The decline, based on a comparison of nine-month and full-year numbers released on Friday, underlined challenges faced by pork producers around the world.

Net profit for 2018 came to $1.05 billion, WH Group said, down 4 percent from the previous year. Revenue rose 1 percent in 2018 to $22.61 billion, it said in a statement.

WH Group, which owns U.S.-based Smithfield Foods Inc, said average pork prices in the United States dropped 9 percent in 2018 due to higher supplies from an expanding slaughter sector.

Also, the China-U.S. trade war has hit pork shipments between the two countries. In April, China slapped a 25-percent import duty on most U.S. pork products in response to U.S. tariffs on Chinese steel and aluminium products.

Pork products were also included in a second round of tariffs of 25 percent introduced in July.

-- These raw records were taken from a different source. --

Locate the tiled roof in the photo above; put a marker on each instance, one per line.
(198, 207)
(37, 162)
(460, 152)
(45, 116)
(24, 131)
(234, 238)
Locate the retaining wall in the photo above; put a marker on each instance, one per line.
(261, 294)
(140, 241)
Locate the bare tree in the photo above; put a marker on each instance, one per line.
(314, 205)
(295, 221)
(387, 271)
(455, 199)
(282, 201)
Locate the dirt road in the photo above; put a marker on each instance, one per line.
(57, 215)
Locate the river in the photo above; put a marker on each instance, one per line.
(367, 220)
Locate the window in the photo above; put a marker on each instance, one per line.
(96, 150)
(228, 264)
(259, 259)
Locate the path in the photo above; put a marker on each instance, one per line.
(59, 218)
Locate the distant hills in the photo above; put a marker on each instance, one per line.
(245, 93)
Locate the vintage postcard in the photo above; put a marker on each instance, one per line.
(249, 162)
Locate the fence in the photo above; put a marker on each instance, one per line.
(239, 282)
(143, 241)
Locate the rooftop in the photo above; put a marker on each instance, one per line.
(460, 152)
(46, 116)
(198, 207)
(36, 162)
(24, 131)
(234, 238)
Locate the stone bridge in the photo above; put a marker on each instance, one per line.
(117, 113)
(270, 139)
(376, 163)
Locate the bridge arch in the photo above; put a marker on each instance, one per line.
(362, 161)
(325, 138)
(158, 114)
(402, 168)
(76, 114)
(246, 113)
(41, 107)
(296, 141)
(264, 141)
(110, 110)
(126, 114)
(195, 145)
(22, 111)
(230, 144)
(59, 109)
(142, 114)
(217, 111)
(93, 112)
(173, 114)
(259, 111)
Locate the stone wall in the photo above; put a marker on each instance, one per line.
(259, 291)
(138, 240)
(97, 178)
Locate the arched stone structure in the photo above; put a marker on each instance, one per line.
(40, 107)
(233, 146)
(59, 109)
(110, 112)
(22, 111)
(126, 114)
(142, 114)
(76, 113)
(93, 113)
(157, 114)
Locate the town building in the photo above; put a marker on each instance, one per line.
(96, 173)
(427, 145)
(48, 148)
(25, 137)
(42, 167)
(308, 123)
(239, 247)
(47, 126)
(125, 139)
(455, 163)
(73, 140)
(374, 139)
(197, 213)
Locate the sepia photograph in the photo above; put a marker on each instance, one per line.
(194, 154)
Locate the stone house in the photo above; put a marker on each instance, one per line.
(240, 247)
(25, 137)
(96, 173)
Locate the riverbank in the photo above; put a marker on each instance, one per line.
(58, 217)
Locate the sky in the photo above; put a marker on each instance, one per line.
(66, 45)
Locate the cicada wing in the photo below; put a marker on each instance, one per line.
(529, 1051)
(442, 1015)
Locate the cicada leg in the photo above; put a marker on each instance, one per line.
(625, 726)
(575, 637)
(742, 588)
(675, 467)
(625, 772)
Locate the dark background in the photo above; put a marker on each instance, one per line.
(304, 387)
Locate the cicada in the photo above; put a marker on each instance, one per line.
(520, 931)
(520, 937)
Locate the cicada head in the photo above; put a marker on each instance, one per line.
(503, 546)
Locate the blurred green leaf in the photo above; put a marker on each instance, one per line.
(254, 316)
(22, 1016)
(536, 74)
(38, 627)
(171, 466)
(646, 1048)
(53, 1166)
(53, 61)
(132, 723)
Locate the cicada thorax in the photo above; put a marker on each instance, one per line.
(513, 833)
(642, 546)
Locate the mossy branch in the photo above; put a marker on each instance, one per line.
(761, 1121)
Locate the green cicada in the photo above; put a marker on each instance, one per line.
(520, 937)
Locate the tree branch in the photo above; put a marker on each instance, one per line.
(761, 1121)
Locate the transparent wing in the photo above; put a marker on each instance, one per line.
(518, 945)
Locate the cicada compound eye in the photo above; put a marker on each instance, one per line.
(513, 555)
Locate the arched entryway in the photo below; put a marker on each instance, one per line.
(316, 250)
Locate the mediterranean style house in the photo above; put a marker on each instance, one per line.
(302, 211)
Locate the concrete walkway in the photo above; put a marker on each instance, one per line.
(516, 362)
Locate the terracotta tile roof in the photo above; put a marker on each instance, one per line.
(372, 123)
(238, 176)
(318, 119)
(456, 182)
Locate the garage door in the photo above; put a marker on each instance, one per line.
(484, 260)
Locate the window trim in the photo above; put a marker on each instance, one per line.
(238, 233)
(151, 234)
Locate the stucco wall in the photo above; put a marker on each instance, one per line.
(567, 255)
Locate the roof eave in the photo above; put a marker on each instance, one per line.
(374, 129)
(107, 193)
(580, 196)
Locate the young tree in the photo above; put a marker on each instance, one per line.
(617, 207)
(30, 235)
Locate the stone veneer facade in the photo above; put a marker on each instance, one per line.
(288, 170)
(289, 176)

Speaking to reporters, WH Group chairman Wan Long said the group's pork shipments from Smithfield Foods to Shuanghui, its Chinese business, tumbled 45 percent last year due to the trade dispute.

Weak exports and expansion of output in the United States pushed down pig and pork prices, and hurt company profit, Wan added.

Lower pork prices in China due to an outbreak of severe African swine fever disease also hurt the competitiveness of U.S. exports, WH Group said.

China is battling a fast-spreading epidemic of African swine fever. The disease has now spread to 28 provinces and regions since the first outbreak in August last year.

Pig prices in major production regions fell sharply late last year after a government ban on live hog transport restricted trade and caused oversupply.

But prices have started to recover in the past weeks, in early signs that the deadly African swine fever has slashed production in the world's largest pig herd.

The Ministry of Agriculture and Rural Affairs said on Friday that China's pig herd shrank 16.6 percent in February from the previous year due to the disease.

China made its biggest purchases of U.S. pork in nearly two years last week, U.S. Department of Agriculture data showed on Thursday, as Chinese hog prices surged higher.

Live hog prices in China hit a 14-month high this week.

Pig prices in China are set to rise significantly in the second half of the year and next year, Ma Xiangjie, President of Shuanghui, told analysts.

Hong Kong-listed shares of WH Group are up more than 30 percent since the start of the year as the market expects higher pork prices in 2019 on reduced supplies. The stock closed up 4.56 percent at HK$7.8 ($0.99) per share on Friday.

WH Group will keep expanding its slaughtering capacity, the company added.

It will also increase U.S. exports to China if the Sino-U.S. trade issues can be resolved, Wan told reporters.